Boss Music: Alien:Nation - The Age of Satan (Neikka Rpm Remix)
(未知时刻・深夜・墨西哥尤卡坦半岛・梦域覆盖区・夏日水乐园)
夏日水乐园的霓虹灯还在疯狂闪烁,却照不亮弥漫在空气中的血腥与腐臭。造浪池的水面泛着诡异的幽蓝,漂浮着几具持枪手下的尸体,池边的彩虹滑梯上还挂着半截残肢 —— 那是之前试图反抗的帮派成员,此刻早已没了气息。而这一切的始作俑者,变异的 Baby Firefly,正踩着四蹄在水面上狂奔,黑色骏马般的躯体溅起的水花里,还混着未干的血渍。
她的形态比地下实验室时更狰狞:覆盖着粘液的黑色马身肌肉虬结,每块肌肉的收缩都透着暴力感,四蹄踏在水面时竟能借助梦域能量短暂浮空,跳跃间轻松越过数米宽的泳池。唯有那颗水母头颅保留着之前的恐怖模样,半透明的伞盖在霓虹灯下泛着紫光,无数滑腻的触手在空中挥舞,尖牙利嘴中滴落的血珠砸在水面,激起一圈圈细小的涟漪,那是刚才吞食三名手下残留的痕迹。
“达里奥!你这只躲在阴沟里的老鼠,给老娘滚出来!”Baby Firefly 的声音依旧是男女混合的恐怖二重奏,刚吞食的手下记忆顺着血液融入她的意识,让她瞬间识破了背叛的真相,“原来你们跟着我,是想偷病毒样本和初版解药?还想拿到黑市卖高价?真是打得一手好算盘!”

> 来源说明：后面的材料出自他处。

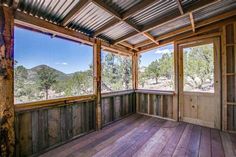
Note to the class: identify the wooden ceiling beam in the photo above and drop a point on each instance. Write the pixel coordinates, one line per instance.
(180, 7)
(37, 24)
(105, 7)
(74, 11)
(157, 23)
(149, 36)
(189, 28)
(130, 12)
(126, 44)
(137, 8)
(110, 10)
(111, 23)
(192, 21)
(189, 34)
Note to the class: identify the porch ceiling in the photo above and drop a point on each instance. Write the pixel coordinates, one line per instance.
(123, 21)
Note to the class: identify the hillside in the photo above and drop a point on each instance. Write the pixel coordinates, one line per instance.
(32, 73)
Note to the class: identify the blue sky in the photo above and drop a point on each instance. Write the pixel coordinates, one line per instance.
(152, 55)
(32, 49)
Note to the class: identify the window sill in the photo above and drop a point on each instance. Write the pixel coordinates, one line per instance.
(158, 92)
(52, 102)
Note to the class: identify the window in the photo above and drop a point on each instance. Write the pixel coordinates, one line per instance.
(156, 69)
(48, 68)
(116, 72)
(199, 68)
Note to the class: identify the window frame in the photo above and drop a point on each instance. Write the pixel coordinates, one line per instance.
(122, 90)
(61, 100)
(174, 65)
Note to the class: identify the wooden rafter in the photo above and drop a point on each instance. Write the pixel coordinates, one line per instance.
(105, 7)
(189, 28)
(180, 7)
(76, 9)
(133, 10)
(192, 21)
(150, 37)
(126, 44)
(189, 34)
(156, 23)
(25, 20)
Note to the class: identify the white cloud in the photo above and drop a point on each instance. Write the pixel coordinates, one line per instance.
(162, 51)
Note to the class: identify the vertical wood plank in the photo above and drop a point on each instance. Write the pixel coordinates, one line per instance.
(97, 82)
(43, 129)
(35, 133)
(53, 126)
(176, 84)
(7, 115)
(25, 134)
(161, 106)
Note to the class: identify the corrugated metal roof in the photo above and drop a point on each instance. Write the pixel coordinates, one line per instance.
(51, 10)
(215, 9)
(121, 5)
(119, 30)
(155, 11)
(137, 39)
(171, 26)
(90, 19)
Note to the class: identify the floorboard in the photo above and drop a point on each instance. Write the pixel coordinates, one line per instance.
(140, 136)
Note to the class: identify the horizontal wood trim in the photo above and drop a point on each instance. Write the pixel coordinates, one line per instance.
(52, 102)
(117, 93)
(158, 92)
(36, 24)
(199, 93)
(231, 103)
(156, 116)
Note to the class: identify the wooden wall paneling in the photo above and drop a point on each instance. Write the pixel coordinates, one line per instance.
(176, 84)
(7, 114)
(151, 107)
(117, 107)
(25, 134)
(43, 129)
(148, 103)
(35, 131)
(137, 98)
(224, 78)
(76, 119)
(17, 135)
(97, 81)
(161, 106)
(229, 66)
(53, 126)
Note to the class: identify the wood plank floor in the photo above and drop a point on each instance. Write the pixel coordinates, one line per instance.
(142, 136)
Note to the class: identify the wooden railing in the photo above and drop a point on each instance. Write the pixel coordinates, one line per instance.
(117, 105)
(155, 103)
(40, 126)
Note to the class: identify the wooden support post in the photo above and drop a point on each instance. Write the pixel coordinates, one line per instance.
(176, 95)
(97, 82)
(7, 137)
(135, 71)
(192, 21)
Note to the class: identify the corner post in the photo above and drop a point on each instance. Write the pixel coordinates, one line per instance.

藏在丛林漂流河道入口处岩石后的达里奥,指节因攥紧枪柄而发白。他盯着不远处那匹 “水母头骏马”,喉结滚动 —— 十分钟前,他亲眼看见同伙唐尼被触手卷住,拖进造浪池时发出的惨叫还在耳边回荡,如今只剩水面上漂浮的血色泡沫。河道里翻倒的橡胶浮筏、岸边被拦腰折断的假椰子树,都在印证这里曾经历过的肆虐;河水泛着浑浊的黄,水面漂浮着水草与碎木屑,水底沉积的泥沙裸露着大半,岸边的青苔蔓延到河道边缘,这是漂流项目停运后的常态,却成了此刻唯一能阻碍怪物的屏障。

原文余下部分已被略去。